En política resulta fácil hacer trampas cuando la ciudadanía es crédula y carece de amor propio o está apaleada por la vida. Si no se exige la verdad, se tragan las mentiras que alguien sepa dar; entre ellas, la de que no hay nada que hacer.
Demasiado a menudo solo tenemos oídos y ojos para los demagogos; «los cortesanos de la voluntad popular», los llamó el sociólogo Robert Michels. Estamos ‘hechos’ para oír determinadas cosas y no otras. Al renunciar al sentido crítico, nos instalamos en lo convencional y nos permitimos criticar solo lo que no está ampliamente aceptado.

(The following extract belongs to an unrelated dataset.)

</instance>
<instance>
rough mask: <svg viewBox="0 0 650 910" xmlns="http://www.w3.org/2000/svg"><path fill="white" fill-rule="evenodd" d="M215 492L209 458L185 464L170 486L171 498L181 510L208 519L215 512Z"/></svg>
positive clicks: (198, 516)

Este hábito de muchos produce una regresión democrática. En cambio, estar en forma democrática supone escuchar y hablar de forma abierta, estableciendo una conexión emocional con quien tengamos delante y renunciar a ser presuntuosos e ignorantes.
El peligro es habitar cavidades subterráneas y cerrar filas con personas de actitudes retrógradas; a menudo lo son quienes se etiquetan como progresistas. Julio Rey Pastor, uno de los mejores matemáticos españoles del siglo XX, ironizaba en una carta a Ramón y Cajal en 1933 sobre «nuestros trogloditas monárquicos o republicanos». Ambos científicos habían celebrado la República, pero sabían que había cavernícolas en todas las posturas políticas; y no lo ocultaban, no se permitían ser sectarios.
La clave del progreso de un equipo es querer y saber «unir los esfuerzos de mentes divergentes», escribió Alexis de Tocqueville. Solo así se puede entrar en un círculo virtuoso y dejar atrás los signos y consignas que nos atosigan. Con esta actitud, hace 30 años se logró el gran éxito de los Juegos Olímpicos de Barcelona’92.